She closed the book, placed it on the table, and finally, decided to walk through the door. She wrote it in her journal and was determined to make the last simple sentence of her last paragraph be the first verbal sentence she spoke to her husband tonight.
Dropping the match on the soaked charcoal, she stares as the bricks ignite and wonders just how hot it will get tonight. Sitting on the deck and basking in the extra hours of daylight, she sips her glass of cabernet, hoping it will calm the warring butterflies.
It seems it’s not only her nerves that have been warring this unseasonably, warm March in 2012. The good people of the midwest have taken shelter at least three times this month from what seems armageddon style tornadoes and storms that have killed 33 people.
The screen door slams–as it has for the past 2 years–and even though she should be use to it by now, she is robbed of any sense of calm.
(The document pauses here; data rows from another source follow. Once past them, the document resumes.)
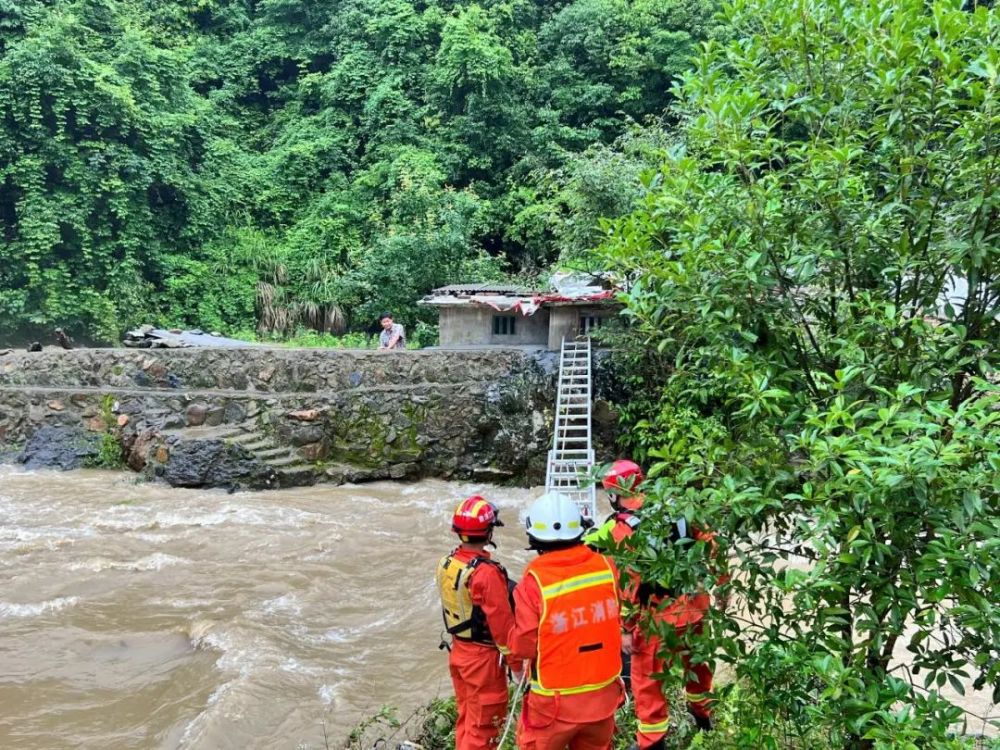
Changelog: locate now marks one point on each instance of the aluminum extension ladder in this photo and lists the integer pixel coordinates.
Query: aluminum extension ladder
(572, 456)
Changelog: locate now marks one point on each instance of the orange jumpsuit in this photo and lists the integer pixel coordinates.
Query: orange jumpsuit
(477, 672)
(684, 613)
(585, 631)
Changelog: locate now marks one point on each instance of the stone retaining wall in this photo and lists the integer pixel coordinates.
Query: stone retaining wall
(274, 417)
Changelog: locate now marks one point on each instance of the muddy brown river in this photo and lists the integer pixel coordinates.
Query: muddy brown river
(139, 616)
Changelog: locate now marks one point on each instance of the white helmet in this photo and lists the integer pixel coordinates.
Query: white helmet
(554, 518)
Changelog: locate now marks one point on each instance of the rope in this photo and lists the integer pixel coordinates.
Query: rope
(513, 708)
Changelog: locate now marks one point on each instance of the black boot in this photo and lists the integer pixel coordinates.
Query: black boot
(702, 723)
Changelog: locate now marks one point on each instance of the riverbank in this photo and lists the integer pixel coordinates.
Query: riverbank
(138, 616)
(268, 418)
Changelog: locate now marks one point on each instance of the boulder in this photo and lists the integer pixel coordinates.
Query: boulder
(215, 463)
(60, 447)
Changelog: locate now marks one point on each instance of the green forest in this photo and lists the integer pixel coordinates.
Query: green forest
(242, 165)
(801, 199)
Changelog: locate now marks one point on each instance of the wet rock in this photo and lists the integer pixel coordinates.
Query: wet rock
(399, 471)
(299, 435)
(214, 463)
(234, 413)
(314, 451)
(196, 414)
(137, 451)
(60, 447)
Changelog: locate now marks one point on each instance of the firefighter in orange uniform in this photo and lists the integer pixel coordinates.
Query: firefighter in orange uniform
(475, 601)
(683, 612)
(567, 624)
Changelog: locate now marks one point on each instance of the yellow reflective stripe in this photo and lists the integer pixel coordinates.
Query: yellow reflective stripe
(658, 727)
(576, 583)
(536, 687)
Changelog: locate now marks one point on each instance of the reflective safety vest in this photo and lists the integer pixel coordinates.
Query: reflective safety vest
(579, 637)
(463, 619)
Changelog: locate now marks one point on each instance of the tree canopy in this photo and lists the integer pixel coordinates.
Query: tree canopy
(233, 164)
(816, 298)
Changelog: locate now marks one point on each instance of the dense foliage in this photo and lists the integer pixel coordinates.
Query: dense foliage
(816, 298)
(235, 164)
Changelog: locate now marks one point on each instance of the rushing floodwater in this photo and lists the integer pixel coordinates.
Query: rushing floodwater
(139, 616)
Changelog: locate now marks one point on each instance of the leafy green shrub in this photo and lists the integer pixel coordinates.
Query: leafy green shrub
(815, 305)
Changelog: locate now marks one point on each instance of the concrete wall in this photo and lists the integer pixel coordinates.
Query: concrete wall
(472, 325)
(564, 322)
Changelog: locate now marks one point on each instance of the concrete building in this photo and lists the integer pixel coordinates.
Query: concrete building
(504, 315)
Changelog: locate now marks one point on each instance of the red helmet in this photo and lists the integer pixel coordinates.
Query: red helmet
(623, 476)
(475, 518)
(622, 481)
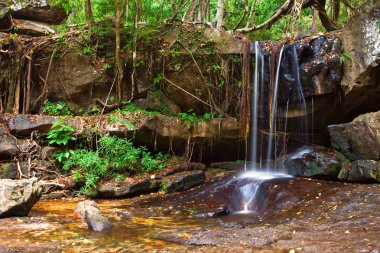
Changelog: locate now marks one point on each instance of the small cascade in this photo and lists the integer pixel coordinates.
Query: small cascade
(250, 191)
(301, 99)
(259, 67)
(273, 111)
(269, 121)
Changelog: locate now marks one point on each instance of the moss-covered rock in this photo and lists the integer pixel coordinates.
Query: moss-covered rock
(360, 139)
(8, 171)
(361, 170)
(316, 162)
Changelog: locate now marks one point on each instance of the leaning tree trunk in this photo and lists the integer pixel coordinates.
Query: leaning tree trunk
(88, 12)
(119, 5)
(219, 18)
(190, 12)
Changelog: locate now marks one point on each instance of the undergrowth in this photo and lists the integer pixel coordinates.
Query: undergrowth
(114, 158)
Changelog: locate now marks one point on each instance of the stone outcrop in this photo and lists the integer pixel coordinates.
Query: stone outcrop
(38, 10)
(24, 125)
(361, 171)
(8, 146)
(360, 139)
(74, 78)
(126, 188)
(17, 197)
(361, 41)
(30, 17)
(89, 212)
(182, 181)
(316, 162)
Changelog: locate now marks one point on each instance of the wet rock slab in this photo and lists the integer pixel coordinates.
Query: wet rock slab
(183, 181)
(322, 216)
(126, 188)
(17, 197)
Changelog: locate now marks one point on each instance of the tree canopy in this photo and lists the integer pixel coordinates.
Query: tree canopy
(263, 19)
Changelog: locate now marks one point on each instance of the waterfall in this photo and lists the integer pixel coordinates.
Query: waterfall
(264, 102)
(255, 104)
(301, 98)
(273, 112)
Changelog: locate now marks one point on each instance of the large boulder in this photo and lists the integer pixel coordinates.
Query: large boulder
(96, 221)
(74, 78)
(24, 125)
(89, 212)
(126, 188)
(17, 197)
(360, 139)
(316, 162)
(38, 10)
(32, 28)
(182, 181)
(361, 41)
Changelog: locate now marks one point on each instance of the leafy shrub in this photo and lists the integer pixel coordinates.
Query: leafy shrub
(60, 135)
(114, 157)
(56, 109)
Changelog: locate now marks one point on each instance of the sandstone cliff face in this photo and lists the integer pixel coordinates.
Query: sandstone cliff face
(30, 17)
(361, 79)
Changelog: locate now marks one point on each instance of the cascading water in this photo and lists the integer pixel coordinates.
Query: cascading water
(301, 98)
(277, 120)
(273, 112)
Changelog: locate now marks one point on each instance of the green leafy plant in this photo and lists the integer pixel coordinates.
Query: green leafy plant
(114, 157)
(346, 57)
(61, 134)
(56, 109)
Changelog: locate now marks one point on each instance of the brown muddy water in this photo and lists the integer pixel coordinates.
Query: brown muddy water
(291, 215)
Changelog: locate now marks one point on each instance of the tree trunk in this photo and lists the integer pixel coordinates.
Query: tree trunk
(89, 13)
(219, 18)
(314, 22)
(16, 105)
(336, 11)
(202, 10)
(190, 12)
(250, 17)
(120, 8)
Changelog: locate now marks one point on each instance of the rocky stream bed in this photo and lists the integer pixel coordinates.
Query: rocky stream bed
(294, 215)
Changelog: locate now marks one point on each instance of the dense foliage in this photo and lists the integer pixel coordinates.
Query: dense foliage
(238, 14)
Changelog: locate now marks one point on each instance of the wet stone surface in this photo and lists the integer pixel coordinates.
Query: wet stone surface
(290, 214)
It seems the things she should be use to after 15 years are the things that mount and bother her the most lately.
In an effort to greet him, she stands and turns toward the patio screen door which leads into the yellow kitchen adorned with welcoming bursts of color and a shelf of Willow Tree Angels.
“Be strong,” she whispers to herself as she slowly breathes in and exhales.
“Hey, What’s up?” he says as he slides open the patio screen.
Silence
“You okay?”
As she looks at him, she answers to herself, “No, I’m not, but I desperately want to be.”
“Melissa. Hello?”
“Oh, I’m sorry, was in a daze.” Guess it won’t be my first sentence after all, she thinks to herself as she swallows yet another defeat. “How was golf?”
“It was good! I kicked-ass!”
“That’s great. You sure had great weather for it.”
“Yup. Hey I’m goin season the steaks and then jump in the shower.”
“Okay.”
As he showers, she pours her second glass of warm courage and sends up a another prayer. Spanning the wooded back yard with its tire swing and dilapidating trampoline and shed, she breathes and exhales. It should have been said a long time ago. In fact, it was, but for a more concrete, justifiable reason. At 40, she can’t imagine another decade of loneliness.
“Man, that felt good.”
She turns toward him and takes in his chiseled features, sun-soaked skin and wavy salt-n-pepper hair. She still wants him.
“You got a lot of sun today.”
“I know. How was your day?” he asks as he pours his glass of cab, walks over to her and kisses her on the cheek.
The kiss shocks her to a response, “Oh, uh well thanks, my day was pretty uneventful.”
“Where’s Emily?”
“She’s at the Carter’s for Tiffany’s birthday sleepover.”
“That’s right.”
As the steaks sizzle and the wine warms, the two exchange surface conversation, and she longs for a cigarette.
“Mike, I, uh, I don’t want to”
“You don’t wanna what?”
“Just a minute. I’ll be right back.” She opens the door to her home-office, walks to her journal, opens to the last sentence of the last paragraph and takes it in.
She closes the book, closes the door, and walks back to the deck.
He’s texting and doesn’t look up.
“So what were saying? You don’t want to what?”
“Mike, exhale I don’t want to be married anymore.”
His fingers stop moving, and he looks up into her eyes for the first time in years.